WINNER: That Guy Who Only Defines Success As Winning a World Series, No Matter The Cost
Well, Dice-K contributed to a World Series winner. No question about it. He won 15 games in the regular season and two more in the postseason, including Game 7 of the ALCS. So that happened, sure. But I have to think that the Sox -- who won 96 games, the AL East by two games and were a full eight games ahead of the wild-card runner up Mariners -- would have figured out a way to get to the postseason without Matsuzaka and his 4.40 ERA (28th in the AL that season). And Matsuzaka average at best in that postseason, pitching into the sixth inning once in four starts. His career postseason ERA is 4.79, which isn't exactly going to get you a seat at the John Smoltz/Curt Schilling/Bob Gibson table. He helped, no question. But put a Paul Byrd type in the same spot for a fifth the price and is the end result any different?

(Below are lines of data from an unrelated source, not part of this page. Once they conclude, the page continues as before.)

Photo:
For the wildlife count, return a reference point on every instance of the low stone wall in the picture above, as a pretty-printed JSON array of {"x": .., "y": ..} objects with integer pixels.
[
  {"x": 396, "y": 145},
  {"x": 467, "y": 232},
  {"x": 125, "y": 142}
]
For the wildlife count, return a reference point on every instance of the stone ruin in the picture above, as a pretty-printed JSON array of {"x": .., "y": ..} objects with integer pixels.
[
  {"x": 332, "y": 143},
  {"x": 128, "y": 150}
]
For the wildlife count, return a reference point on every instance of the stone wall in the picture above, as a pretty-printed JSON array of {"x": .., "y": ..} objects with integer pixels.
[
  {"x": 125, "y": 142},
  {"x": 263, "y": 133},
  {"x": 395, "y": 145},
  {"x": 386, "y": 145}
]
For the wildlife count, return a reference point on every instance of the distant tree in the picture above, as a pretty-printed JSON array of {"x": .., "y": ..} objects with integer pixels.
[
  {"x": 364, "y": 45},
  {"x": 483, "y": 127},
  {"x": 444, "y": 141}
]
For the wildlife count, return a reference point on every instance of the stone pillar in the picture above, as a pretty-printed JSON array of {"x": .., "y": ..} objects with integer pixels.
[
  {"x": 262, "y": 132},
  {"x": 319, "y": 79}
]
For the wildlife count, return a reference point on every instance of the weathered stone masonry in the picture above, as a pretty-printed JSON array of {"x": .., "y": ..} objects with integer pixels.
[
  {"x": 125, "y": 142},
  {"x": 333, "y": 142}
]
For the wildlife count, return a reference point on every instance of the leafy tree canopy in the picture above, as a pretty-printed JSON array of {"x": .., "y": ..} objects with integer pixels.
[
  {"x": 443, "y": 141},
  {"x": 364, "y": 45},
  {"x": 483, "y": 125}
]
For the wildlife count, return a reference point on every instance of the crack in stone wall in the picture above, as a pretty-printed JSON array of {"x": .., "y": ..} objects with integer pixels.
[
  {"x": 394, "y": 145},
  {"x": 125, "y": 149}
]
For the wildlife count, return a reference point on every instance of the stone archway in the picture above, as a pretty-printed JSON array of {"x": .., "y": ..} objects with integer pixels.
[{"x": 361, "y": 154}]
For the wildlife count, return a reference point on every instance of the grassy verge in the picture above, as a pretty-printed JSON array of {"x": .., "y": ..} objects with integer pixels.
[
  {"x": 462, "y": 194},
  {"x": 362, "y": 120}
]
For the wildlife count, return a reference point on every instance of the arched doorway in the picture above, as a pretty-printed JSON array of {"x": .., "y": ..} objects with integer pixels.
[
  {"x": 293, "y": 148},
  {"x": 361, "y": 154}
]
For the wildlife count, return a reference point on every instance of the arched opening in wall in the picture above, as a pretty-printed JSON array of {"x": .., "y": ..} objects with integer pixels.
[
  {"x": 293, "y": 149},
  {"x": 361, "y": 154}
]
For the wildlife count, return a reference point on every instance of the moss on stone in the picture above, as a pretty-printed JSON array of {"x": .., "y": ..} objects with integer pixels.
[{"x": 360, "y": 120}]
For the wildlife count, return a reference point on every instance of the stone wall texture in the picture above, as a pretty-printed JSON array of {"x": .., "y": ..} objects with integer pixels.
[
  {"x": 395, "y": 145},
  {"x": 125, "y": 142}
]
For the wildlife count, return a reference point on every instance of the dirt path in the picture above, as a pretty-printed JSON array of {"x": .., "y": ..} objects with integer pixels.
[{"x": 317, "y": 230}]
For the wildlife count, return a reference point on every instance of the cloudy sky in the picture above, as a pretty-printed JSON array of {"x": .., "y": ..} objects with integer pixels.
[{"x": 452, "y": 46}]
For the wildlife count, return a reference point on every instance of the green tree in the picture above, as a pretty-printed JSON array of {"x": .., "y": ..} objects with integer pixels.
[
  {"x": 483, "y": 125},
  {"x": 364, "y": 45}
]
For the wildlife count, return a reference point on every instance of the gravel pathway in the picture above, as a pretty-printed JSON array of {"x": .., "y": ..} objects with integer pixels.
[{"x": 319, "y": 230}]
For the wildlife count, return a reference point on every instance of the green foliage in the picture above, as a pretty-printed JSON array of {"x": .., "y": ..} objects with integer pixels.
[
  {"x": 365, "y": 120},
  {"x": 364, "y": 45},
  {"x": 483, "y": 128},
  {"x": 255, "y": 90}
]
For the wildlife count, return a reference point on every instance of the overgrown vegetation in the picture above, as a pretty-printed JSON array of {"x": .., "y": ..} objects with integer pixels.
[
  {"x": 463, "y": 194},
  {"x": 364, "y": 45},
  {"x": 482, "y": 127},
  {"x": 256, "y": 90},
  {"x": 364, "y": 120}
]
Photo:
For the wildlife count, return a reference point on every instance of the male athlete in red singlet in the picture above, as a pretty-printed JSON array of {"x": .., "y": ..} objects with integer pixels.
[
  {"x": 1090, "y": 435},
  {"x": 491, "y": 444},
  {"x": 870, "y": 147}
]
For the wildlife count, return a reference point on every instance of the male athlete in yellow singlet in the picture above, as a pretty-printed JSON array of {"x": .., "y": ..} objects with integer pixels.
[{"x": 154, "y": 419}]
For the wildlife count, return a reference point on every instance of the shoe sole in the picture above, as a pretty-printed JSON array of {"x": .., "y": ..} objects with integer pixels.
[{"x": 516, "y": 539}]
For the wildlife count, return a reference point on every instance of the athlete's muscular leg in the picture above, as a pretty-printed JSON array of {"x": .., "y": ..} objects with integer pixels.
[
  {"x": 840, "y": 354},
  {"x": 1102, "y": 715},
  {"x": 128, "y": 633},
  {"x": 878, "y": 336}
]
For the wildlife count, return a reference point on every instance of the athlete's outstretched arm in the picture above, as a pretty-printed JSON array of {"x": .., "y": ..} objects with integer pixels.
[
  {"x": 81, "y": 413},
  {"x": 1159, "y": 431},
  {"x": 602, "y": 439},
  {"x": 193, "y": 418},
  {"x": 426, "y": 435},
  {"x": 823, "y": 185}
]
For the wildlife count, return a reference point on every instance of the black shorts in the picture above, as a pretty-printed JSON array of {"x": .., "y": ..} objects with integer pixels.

WINNER: The Cautionary Tale
One more excerpt from the Verducci (who I think is one of the best baseball writers alive) 2007 SI story:
He didn't ice after he threw 103 pitches in the bullpen the second time he stepped on a mound in spring training in 2007, more than twice the number of even the heartiest of his fellow Red Sox pitchers. He didn't ice after one of his twice-weekly 20-minute long-toss sessions, when he throws from the rightfield foul pole to the leftfield wall -- a distance of about 300 feet -- while taking only one step to load his arm. (Most pitchers throw half that distance.) In past years with the Seibu Lions, he wouldn't ice even after his frequent 300-pitch bullpen sessions, a program that would have been grounds for dismissal for any major league pitching coach who allowed it.
Reflect on the 250 pitches he threw in a 17-inning complete game in high school -- the apex of a stretch in which he threw 54 innings in 11 days -- and the 189 pitches he threw on Opening Day in 2003, the 160 pitches in his second start of the '05 season, the 145 pitches in his penultimate start for the Lions, the 588 innings he threw for Seibu before he turned 21 (Oakland ace Rich Harden, 25, still hasn't logged that many big league innings) and the eight games last year in which he threw at least 130 pitches -- more such games than all major league pitchers combined.
Uh, isn't the above paragraph the exact reason why you don't spend $103 million on a pitcher? I don't pretend to have a clue -- and I'll admit I don't much care -- about how much the Dice-K signing meant to the Sox in terms of T-shirt sales and TV rights and business in Japan. But if you were able to look at Matsuzaka as just a pitcher in 2007 (and I don't know if the Sox could or did) there were plenty of red flags. I can't believe a bunch of really smart guys sat in a room and thought that Matsuzaka was different because of something called doryoku. Could be I'm giving too much credit here, but someone -- be it Theo or someone else -- had to stand up at one point during the process and say, "Hey, we all know the odds are staggeringly in favor of this guy getting hurt a lot in the next six years, right?"
LOSER: Class of 2007
That would be $206 million spent on Matsuzaka, Julio Lugo and J.D. Drew. Two thoughts: A) Yup, signing J.D. Drew to a $70 million contract is the gold standard in this group and B) Lugo's .219/.278/.267 line with the Dodgers in 2006 might've been reason for pause before giving him $36 million. But hey, without Lugo the Sox would have never been able to trade for Chris Duncan.
WINNER: World Baseball Classic
Any doubt who the 2013 MVP of the WBC is going to be? Dice-K is the Christy Mathewson of the WBC, I'm expecting a 1.26 ERA, four wins and a flurry of 98 MPH fastballs as he leads Japan to the gold medal in Israel. If you think about it less from a Red Sox perspective and more from a global baseball angle, it's really been a remarkably successful five years for Matsuzaka. And isn't that what it's all about?